世事騒々しい1週間でした。人類はウイルスという「見えないもの」と闘っております。
今週の月曜日(3月2日)に円覚寺派前管長の栽松軒 足立大進老師様の遷化の報に接しました。世間がウイルスで騒がしい閏日に示寂されたとのことです。お弟子様で円覚寺派現管長の青松軒 横田南嶺老師様のブログ(その1その2その3)を拝見しておりますと、このウイルス騒動の影響で様々なご予定が中止となり、幸いにも栽松軒老師様の最期、そして通夜の後の一夜をご一緒なさることができたそうです。「終わり良ければ総て良し」ではないですが、人の最期はやはりその方のお人柄や人生を現すものだと思います。日本中を飛び回っておられるお弟子様思いの最期の迎え方だったなぁ、と私は感じました。

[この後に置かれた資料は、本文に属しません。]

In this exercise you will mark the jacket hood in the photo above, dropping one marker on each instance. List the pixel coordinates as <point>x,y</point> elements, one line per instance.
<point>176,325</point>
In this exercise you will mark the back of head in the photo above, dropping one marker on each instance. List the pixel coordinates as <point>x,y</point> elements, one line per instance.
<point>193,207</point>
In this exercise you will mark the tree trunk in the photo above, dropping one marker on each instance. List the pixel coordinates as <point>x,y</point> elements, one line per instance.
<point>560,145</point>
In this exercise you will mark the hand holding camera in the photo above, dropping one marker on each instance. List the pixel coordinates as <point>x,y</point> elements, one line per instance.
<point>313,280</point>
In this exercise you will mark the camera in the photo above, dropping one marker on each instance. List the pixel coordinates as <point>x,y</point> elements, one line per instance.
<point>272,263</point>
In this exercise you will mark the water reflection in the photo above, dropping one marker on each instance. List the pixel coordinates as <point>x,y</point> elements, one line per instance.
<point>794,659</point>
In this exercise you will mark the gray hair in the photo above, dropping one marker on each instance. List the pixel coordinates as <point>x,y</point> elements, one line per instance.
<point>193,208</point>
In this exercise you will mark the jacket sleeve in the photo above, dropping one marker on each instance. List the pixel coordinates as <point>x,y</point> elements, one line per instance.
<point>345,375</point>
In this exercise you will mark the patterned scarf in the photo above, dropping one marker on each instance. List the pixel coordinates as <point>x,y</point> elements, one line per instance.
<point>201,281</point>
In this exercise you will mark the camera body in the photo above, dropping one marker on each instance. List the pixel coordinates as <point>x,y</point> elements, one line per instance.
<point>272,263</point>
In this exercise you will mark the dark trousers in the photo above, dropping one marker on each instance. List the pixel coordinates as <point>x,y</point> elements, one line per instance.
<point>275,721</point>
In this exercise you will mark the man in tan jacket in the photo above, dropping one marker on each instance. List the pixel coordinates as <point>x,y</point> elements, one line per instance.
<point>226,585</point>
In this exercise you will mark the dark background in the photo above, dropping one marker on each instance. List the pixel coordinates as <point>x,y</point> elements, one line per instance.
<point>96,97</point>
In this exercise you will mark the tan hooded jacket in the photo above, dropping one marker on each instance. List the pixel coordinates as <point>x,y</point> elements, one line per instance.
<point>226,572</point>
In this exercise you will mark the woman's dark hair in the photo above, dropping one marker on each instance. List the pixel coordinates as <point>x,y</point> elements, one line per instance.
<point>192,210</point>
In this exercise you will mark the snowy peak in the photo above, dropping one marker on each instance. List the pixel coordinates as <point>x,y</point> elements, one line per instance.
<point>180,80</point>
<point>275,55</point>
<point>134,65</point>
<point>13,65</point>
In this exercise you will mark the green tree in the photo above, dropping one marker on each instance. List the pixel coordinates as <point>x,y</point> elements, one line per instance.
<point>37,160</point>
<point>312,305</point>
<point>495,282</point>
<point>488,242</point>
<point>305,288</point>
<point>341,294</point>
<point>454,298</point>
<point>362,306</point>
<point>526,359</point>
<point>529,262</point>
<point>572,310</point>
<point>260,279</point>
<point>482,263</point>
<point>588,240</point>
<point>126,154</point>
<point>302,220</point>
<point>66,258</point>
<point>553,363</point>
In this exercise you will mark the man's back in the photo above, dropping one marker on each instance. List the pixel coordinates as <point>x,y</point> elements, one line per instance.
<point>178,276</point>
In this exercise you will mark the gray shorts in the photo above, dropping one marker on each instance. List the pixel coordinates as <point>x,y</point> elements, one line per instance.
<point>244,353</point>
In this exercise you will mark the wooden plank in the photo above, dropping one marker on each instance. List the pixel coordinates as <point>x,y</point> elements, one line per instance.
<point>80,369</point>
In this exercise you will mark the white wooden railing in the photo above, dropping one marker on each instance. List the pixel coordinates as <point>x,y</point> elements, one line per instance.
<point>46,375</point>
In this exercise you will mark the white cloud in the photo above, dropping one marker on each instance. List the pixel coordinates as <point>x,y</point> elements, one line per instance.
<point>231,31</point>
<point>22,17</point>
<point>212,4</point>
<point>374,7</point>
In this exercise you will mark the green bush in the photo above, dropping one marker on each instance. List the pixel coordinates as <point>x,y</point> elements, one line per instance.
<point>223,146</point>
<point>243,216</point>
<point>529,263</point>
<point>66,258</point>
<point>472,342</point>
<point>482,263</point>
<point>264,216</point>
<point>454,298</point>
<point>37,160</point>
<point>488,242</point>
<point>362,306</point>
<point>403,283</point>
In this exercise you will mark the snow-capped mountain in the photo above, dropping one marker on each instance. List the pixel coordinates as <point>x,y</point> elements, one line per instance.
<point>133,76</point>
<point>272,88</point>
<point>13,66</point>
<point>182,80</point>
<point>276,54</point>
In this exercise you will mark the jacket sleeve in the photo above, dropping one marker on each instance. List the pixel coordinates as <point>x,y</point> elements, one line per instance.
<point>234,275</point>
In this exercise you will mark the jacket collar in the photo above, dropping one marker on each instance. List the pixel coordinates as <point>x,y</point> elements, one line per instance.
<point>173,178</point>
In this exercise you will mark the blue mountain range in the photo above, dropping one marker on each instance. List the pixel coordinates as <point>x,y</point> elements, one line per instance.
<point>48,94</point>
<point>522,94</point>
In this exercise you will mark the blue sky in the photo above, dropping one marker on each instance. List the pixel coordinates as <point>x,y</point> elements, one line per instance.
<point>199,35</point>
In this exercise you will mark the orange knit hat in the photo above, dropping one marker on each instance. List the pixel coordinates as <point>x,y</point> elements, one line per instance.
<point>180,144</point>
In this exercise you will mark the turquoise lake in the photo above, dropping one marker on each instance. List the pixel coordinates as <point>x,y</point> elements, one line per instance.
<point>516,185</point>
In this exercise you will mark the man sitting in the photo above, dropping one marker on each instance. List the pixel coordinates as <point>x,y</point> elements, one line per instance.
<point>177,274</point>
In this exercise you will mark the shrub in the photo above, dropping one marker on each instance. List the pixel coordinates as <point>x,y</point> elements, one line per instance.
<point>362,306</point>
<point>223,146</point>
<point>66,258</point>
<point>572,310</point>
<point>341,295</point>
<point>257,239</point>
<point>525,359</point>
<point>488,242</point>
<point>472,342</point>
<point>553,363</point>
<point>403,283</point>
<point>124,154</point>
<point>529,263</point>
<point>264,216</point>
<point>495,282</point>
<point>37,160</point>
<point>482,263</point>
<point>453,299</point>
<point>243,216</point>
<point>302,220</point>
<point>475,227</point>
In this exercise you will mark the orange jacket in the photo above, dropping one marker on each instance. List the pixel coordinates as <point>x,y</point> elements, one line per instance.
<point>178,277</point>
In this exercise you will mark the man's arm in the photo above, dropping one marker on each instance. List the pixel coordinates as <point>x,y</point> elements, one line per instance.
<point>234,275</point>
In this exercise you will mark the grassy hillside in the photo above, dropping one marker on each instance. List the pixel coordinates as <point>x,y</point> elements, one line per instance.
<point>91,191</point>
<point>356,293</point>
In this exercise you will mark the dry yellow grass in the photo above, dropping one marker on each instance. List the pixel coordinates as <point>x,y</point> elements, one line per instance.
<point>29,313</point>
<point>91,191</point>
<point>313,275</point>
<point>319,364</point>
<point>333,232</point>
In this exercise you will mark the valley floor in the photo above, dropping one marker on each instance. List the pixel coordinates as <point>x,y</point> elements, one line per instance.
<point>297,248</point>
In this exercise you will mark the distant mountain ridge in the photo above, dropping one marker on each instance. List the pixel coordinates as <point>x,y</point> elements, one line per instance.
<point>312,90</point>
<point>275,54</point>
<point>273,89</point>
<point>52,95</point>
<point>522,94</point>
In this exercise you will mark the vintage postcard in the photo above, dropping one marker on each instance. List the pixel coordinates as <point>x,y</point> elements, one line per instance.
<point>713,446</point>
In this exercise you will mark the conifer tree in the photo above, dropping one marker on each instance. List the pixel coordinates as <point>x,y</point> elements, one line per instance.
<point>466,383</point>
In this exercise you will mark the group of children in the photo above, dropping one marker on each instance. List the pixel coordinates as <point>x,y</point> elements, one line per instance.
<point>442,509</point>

私は栽松軒老師様にお目に掛かった経験はありませんが、出版されているご著書はすべて拝誦しておりましたので、ご高著を通じて教えを賜っておりました。遷化の報を受けた後、弊社の中で話をしておりましたところ、弊社社員の中には嘗てお目に掛かった経験がある者やお修理をお預かりした者も居りました。私の知らないところで御縁があったのだなぁ、と思いました。
さて、栽松軒老師様の教えで特徴的な教え、というか私が一番最初に思い浮かぶのは次の詩です。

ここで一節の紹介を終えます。